7 of 8 people found the following review helpful
5.0 out of 5 stars Short walkthrough of the basics Aug. 26 2005
By Jack D. Herrington - Published on Amazon.com
This is a short (~200 pages) walkthrough of the basics of Request Tracker. It starts with the fundamentals, sells the approach, then covers installation, the web interface, the command line interface and then into hacking and administration. The illustrations are good, and the text is well written, if a little terse.
3 of 3 people found the following review helpful
3.0 out of 5 stars Very light on usability content... March 3 2011
By Chris P. OConnell - Published on Amazon.com
RT Essentials really disappointed me. This book contains a great deal of technical information, but could and should have contained a wider range of general information.

Here are a few things I would have liked to have seen:
1. A 10 page user guide for basic users of the software.
2. An explanation of default system behavior. What happens when a user sends an email to a designated email box? What does the canned response look like? How might one modify it?
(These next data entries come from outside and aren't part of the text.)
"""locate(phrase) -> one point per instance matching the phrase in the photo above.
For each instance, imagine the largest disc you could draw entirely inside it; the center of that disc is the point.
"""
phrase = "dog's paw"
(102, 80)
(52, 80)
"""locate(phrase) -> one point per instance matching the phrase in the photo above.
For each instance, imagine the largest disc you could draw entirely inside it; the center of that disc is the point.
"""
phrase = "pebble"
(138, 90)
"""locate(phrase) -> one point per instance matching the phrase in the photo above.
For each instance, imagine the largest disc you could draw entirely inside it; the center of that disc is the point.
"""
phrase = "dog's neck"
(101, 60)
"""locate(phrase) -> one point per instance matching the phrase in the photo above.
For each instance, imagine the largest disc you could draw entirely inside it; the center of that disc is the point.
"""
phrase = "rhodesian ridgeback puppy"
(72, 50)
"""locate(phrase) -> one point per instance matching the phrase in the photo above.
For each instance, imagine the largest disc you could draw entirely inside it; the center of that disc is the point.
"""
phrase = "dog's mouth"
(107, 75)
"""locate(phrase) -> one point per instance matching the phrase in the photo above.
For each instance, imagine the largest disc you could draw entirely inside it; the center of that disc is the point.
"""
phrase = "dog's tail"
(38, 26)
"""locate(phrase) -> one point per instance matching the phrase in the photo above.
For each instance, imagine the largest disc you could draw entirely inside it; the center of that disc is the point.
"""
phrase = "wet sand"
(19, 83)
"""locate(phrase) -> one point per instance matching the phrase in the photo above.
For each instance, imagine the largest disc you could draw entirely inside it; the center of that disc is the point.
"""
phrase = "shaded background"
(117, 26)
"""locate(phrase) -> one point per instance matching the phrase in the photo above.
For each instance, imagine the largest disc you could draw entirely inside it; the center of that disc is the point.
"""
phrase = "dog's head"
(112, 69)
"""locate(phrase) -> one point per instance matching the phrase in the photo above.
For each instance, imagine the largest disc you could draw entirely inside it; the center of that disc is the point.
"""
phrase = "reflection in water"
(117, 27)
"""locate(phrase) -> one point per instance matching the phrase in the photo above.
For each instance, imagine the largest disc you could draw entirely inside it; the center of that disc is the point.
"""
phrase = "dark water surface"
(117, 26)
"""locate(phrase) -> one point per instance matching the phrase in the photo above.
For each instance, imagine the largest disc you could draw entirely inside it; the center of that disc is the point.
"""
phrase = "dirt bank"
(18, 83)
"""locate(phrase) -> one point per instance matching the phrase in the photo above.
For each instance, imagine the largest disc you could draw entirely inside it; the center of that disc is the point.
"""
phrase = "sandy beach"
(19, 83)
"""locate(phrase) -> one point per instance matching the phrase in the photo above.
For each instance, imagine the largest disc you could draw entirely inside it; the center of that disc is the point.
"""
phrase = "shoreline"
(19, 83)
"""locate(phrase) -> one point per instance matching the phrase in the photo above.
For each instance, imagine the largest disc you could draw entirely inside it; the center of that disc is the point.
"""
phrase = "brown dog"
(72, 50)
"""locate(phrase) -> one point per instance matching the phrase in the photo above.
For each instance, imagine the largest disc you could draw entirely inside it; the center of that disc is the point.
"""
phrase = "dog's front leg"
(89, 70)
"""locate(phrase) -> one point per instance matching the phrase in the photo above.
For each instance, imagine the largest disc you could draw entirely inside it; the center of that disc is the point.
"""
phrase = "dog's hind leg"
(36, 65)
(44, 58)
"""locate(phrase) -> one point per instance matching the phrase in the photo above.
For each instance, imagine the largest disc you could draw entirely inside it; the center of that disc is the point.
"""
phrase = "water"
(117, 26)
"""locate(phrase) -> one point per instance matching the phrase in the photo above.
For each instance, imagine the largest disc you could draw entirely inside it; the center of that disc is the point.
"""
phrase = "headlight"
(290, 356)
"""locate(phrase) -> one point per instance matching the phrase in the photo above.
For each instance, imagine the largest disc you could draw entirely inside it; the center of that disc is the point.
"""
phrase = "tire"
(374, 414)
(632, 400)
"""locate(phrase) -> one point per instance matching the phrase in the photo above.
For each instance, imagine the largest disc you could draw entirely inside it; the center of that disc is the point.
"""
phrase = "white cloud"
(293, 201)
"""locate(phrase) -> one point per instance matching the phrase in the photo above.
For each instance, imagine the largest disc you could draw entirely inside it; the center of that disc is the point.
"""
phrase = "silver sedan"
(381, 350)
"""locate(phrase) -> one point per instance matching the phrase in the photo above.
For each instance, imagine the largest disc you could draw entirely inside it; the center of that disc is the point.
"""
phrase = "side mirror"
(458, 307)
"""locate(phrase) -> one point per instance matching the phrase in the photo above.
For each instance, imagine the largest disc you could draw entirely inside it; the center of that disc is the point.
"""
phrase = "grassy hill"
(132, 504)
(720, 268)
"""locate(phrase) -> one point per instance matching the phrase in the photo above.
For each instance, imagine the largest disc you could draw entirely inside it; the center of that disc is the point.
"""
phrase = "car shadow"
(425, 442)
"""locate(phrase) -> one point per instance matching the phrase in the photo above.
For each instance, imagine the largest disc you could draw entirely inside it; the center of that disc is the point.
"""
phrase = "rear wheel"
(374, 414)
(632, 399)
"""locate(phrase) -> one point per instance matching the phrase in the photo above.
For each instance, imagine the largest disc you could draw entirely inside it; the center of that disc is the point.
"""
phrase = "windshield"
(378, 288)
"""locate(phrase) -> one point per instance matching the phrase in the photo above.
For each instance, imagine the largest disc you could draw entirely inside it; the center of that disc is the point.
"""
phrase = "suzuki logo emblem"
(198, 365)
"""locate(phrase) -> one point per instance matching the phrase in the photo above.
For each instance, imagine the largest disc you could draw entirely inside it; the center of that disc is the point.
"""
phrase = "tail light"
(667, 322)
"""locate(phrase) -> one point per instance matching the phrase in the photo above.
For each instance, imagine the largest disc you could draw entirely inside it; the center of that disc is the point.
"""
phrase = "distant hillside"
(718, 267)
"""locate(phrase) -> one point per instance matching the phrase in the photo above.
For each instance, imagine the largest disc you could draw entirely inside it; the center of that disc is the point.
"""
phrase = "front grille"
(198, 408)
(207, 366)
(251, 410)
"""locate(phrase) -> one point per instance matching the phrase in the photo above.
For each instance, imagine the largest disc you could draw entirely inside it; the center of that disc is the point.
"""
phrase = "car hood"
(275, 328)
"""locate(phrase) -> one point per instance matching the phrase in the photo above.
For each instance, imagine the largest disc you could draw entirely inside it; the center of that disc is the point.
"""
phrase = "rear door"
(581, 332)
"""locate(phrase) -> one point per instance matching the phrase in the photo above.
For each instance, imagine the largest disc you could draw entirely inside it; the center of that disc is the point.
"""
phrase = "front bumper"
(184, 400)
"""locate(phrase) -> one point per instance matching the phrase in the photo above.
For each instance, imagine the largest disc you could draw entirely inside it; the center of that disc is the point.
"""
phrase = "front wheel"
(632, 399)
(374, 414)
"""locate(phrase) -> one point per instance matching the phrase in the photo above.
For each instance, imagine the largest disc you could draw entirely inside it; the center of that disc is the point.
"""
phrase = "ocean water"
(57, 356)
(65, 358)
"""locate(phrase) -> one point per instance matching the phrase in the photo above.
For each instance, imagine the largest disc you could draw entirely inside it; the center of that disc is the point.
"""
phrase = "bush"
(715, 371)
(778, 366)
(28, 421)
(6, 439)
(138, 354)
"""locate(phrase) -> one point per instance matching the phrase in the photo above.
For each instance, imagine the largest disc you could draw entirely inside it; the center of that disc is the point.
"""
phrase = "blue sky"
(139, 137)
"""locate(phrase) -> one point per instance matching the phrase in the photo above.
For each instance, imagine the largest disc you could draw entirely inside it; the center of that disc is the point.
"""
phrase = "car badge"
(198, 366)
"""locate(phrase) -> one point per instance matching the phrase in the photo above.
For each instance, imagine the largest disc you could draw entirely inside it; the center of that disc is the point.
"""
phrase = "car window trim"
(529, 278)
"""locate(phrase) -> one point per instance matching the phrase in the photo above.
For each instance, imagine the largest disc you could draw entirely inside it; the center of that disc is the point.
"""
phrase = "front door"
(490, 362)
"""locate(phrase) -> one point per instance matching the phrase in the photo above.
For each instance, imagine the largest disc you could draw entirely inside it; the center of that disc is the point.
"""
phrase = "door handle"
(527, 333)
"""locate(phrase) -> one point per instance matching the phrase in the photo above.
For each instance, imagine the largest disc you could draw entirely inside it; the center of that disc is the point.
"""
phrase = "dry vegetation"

What are the options? (this was covered in a sort of all over the place way).
3. A discussion of RTFM, the plug-in is mentioned briefly in Appendix A. Since the software is downloadable from the same website that hosts RT, a one or two page synopsis could have been useful.
4. A discussion about other plug-ins, including a way to run some basic reports (a function that seems to be totally absent given my three days of experimenting with the software.)

I feel like a lot of filler was in this book. There was an entire chapter discussing different entities and attributes related to data structures inside the database. I guess that may prove to be helpful to some extent, but anyone with a database background should be able to figure this out with relative ease.

Bottom line, this book was helpful to get a general overview of the software capabilities. I do, however, think the 200 pages could have been better spent covering some basic topics.
4 of 5 people found the following review helpful
4.0 out of 5 stars Helpful, but already dated Aug. 6 2006
By M. James - Published on Amazon.com
Format:Paperback|Verified Purchase
Request Tracker (RT) is a great product. I am the only sysadmin at a small company, and having an automated tracking system is going to be an immense benefit for me. I bought "RT Essentials" to help me get up to speed on RT3 really quickly. And, since it was written by the programmer who's responsible for RT, the book had lots of detail and tips.

However, when it came down to implementing some of the code in the book, I found that it was already outdated. For example, I tried to set up the Autoreply template with Password by copying the code straight out of the book. It didn't work because the program codebase has changed too much since the book was released.

I was able to fix my template problem by hooking into the great RT user community, where the author contributes frequently.

All in all, I thought the book was really helpful for getting RT installed and getting me up to speed. For the nitty-gritty, I'd rely on the online wiki and great user community.